I haven't had stage fright like this since...Well, for a really long time. I can't even remember. Jake had run off the stage and was now hurrying back with my acoustic guitar. Ben had situated his drum stool behind me and I sit down.
"You sure you wanna do this?" Jake asks me quickly in my ear.
"Y-Yeah."
He smiles, gives me a quick pat on the shoulder, and runs back off stage with Ben. I nervously double over, ear as close as I can manage as I pluck quietly, making sure my guitar is in tune. Then I affix the small clip microphone to the sound hole, give the signal, and the spotlight turns on.
The crowd goes wild. I adjust my headset that I'm using just for this piece--I prefer a microphone with a stand. I raise my hand, briefly squinting against the harsh light. I can't see anything. Even so I smile, and begin to strum my guitar.
"So...I've never played acoustic guitar before..." The crowd is cheering loudly. "Not on an album, and certainly not live..."
More cheering. I adjust my headset again nervously.
"So, a couple years ago I was going through a really hard time. And, well, I do play acoustic, and I've played it since High School, but professionally I play electric..."
I'm rambling and I know it. The crowd cheers.
"Uh, anyway. So this melody kept going through my head. And it wouldn't go away, and I found myself playing it absentmindedly over and over again. So--so I finally put lyrics to it. And...Well, it's not that good. Or maybe it is. I d'no.
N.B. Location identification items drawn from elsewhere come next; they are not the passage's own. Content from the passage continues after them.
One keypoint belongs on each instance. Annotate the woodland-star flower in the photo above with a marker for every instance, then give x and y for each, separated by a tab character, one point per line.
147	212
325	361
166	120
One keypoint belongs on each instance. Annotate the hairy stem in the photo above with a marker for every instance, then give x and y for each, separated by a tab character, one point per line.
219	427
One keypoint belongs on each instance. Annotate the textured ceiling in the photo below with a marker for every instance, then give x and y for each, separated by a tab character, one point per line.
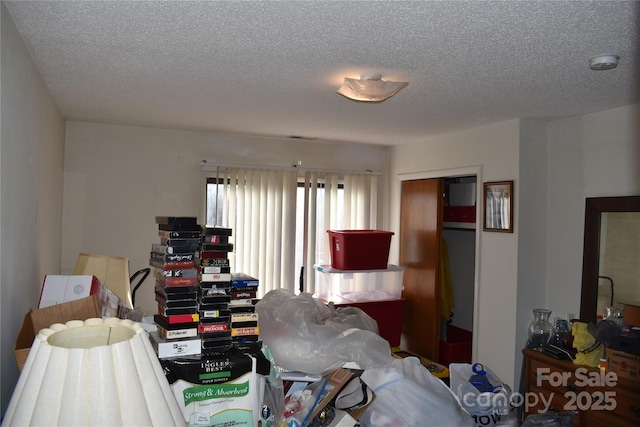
272	68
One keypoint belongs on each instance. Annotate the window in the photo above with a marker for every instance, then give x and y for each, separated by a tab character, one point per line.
280	217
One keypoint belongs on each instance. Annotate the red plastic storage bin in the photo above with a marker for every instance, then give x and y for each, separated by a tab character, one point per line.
359	249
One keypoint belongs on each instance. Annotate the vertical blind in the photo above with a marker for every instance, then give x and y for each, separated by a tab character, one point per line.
259	205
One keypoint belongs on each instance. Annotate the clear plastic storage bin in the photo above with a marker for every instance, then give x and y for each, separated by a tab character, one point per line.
344	286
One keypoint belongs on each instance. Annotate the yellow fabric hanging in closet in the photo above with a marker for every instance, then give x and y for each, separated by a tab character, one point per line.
447	300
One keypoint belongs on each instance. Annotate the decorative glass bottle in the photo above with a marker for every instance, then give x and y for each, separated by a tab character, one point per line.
540	328
560	330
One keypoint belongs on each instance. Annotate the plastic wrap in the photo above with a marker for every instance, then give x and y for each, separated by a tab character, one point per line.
304	334
408	395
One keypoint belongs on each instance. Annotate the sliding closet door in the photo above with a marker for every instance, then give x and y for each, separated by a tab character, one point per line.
420	239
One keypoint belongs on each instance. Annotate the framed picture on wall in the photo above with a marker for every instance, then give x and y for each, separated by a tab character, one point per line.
498	206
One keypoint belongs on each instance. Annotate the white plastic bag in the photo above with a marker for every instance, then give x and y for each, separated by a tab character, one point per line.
408	395
304	334
488	408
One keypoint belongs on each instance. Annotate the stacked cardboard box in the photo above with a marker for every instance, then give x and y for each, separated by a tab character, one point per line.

It's not like anything I usually write. It's like a ballad or something..."
The crowd goes nuts and I laugh.
"Sorry guys, I'm really fucking nervous. Um. So yeah. I'll stop talking and I'll just...do this."
I take a deep breath and close my eyes. My fingers play the melody that's been going through my head for two years, and my mouth sings the lyrics that came with it once I broke up with Tristan.
I'm asking you to wait
I'm asking you to forgive me
I know I'm going to screw this up
But please, just wait
Though I know this is hard
Though I want to run and hide
I will abide to these feelings
That are hidden deep inside
And I didn't mean to hurt you
And I don't wanna hurt you still
So sometimes I think, maybe
I should just shut up
And take another pill
But then the voice that's inside me,
The one that's nestled inside
It speaks into my ear
Offers up a soft chide
It tells me not to take the bait
So I'm asking you to wait
I didn't want to write this
I didn't want to wear this like a badge
But I need to admit I'm caught up in this
And that maybe this is what I need...
So I'm asking you to wait
I'm asking you to forgive me
I know I'm going to screw this up
But please, just wait
I know I let you down
I wish I could say I was shocked
But this is what I do
And maybe it's what I'll always do
But please just know
You're not the only one I let down
I need you to look at me
Like you did that first night
When I'm bound in your gaze
And my head's all a maze
I need you to look
And see all my fright...
I need you to know
That I'm really not alright
That I'm lost afraid
Every time I go back
Back in time to this place
And I don't wanna to lose this
So I ask you...just wait
I'm asking you please to wait
I'm asking you to forgive me
I know I'm going to fuck this up
But please, just wait
I'm so tired of this sting
I don't want to let this go
I've never felt like this before
And maybe it's cliché
But I don't wanna keep you at bay
And I'm scared when you're not here
And I'm scared when you're not near
And I'm scared that I'm scared
And I'm tired of being scared
So please, just wait
Please, just wait
By the time I'm done I've completely forgotten where I am. It's quiet. I'm brought back to reality by a thunderous applause. It caught me so off guard that I literally almost fall off my stool.
I grin. You can always tell when a crowd actually likes something and when they're just doing their due diligence of applauding. And this New York crowd actually likes it.
But after a moment my smile drops. Don't get me wrong--I'm happy that they like it. I'm happy that thousands of people just heard a new song of mine and embraced it with open arms.
But the person it was sung for wasn't in the crowd, and he never would be again.